More generally, follow all the standard strategies for surfing the web anonymously. For instance, use Tor, and use it properly. There's a lot already written on this topic on this site; use search to find it. See, e.g., Different strategies for online anonymity and their +/-s?, How to be completely anonymous online?, How much can I trust Tor?, What are the pros and cons of a VPN for privacy, How can I use a VPN to protect my privacy, How to browse the Internet safely?, Does Java applets reveal the real IP address, even when using proxy or vpn?, Improving the privacy of a casual Web user, Is it possible to Identify a VPN user by finding relations in traffic?.
While D.W. has provided an excellent answer, I'd like to go a step further with the possibility to falsify your true location.

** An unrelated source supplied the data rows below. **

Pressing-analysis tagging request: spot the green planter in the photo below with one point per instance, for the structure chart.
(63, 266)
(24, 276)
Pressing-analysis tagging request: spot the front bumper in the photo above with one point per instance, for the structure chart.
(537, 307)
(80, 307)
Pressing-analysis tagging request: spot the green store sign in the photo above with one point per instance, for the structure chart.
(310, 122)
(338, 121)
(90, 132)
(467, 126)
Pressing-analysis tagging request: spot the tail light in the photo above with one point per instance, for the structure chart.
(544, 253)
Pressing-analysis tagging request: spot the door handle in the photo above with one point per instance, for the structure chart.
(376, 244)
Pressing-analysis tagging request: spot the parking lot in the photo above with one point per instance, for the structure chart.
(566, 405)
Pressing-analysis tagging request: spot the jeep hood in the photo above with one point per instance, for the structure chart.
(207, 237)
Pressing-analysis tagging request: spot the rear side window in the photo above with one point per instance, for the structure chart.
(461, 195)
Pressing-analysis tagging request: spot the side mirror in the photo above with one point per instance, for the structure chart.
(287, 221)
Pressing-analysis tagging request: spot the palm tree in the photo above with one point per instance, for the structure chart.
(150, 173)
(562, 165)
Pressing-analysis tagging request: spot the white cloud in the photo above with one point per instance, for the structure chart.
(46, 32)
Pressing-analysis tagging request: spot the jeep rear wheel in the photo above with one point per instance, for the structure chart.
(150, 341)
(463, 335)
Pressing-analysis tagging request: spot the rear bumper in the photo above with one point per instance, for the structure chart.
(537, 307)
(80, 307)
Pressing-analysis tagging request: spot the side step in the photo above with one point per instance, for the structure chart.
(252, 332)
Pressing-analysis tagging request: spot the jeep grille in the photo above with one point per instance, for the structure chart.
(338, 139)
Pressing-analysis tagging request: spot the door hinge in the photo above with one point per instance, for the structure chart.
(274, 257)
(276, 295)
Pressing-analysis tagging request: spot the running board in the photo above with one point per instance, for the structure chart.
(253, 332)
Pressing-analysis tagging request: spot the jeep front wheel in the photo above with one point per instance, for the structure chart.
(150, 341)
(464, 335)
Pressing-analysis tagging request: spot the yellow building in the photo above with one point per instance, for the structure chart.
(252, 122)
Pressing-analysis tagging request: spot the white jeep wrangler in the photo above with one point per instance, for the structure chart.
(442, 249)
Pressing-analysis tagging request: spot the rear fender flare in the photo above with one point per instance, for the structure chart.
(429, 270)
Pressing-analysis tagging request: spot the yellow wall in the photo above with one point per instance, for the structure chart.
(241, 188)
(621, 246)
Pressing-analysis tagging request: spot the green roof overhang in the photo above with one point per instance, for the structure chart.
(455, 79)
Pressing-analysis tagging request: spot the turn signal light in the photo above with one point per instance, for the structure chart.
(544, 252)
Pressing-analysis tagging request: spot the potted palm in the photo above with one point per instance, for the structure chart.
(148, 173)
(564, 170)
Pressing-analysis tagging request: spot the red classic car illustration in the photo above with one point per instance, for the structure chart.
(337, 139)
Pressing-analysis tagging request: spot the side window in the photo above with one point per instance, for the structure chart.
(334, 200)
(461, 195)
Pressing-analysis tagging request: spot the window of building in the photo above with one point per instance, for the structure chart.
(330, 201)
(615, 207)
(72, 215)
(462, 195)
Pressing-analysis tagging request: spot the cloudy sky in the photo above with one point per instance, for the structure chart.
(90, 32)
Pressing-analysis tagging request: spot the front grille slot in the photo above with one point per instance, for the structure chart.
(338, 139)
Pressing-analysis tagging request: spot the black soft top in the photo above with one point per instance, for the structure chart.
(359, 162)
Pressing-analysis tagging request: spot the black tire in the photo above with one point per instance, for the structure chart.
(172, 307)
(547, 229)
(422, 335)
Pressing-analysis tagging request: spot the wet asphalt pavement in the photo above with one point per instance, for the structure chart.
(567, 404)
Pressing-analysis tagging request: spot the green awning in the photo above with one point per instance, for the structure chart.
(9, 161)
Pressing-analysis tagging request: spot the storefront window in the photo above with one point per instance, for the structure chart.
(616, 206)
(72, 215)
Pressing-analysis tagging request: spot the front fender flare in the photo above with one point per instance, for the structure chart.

Depending on the specific case it might be be better to provide a fake location rather than just withhold your true one. I can think of one use case:
A web service (might be a game) that is strict about duping (creating duplicate accounts) they utilize both IP and (might also force) Geolocation API checks.
† Here's a video that demonstrates how Geolocator works with Firefox.
Turning off geolocation functionality in your browser doesn't mean you browse the internet anonymously. The only thing it does it stops the browser from sending geolocation data to the server. The geodata may consists of your country name, city, street, gps coordinates (approximate). However the server still gets your IP address for example.
Using a single proxy server also doesn't guarantee you full anonymity because for example your IP address and your request datestamp are stored in the proxy server's log file.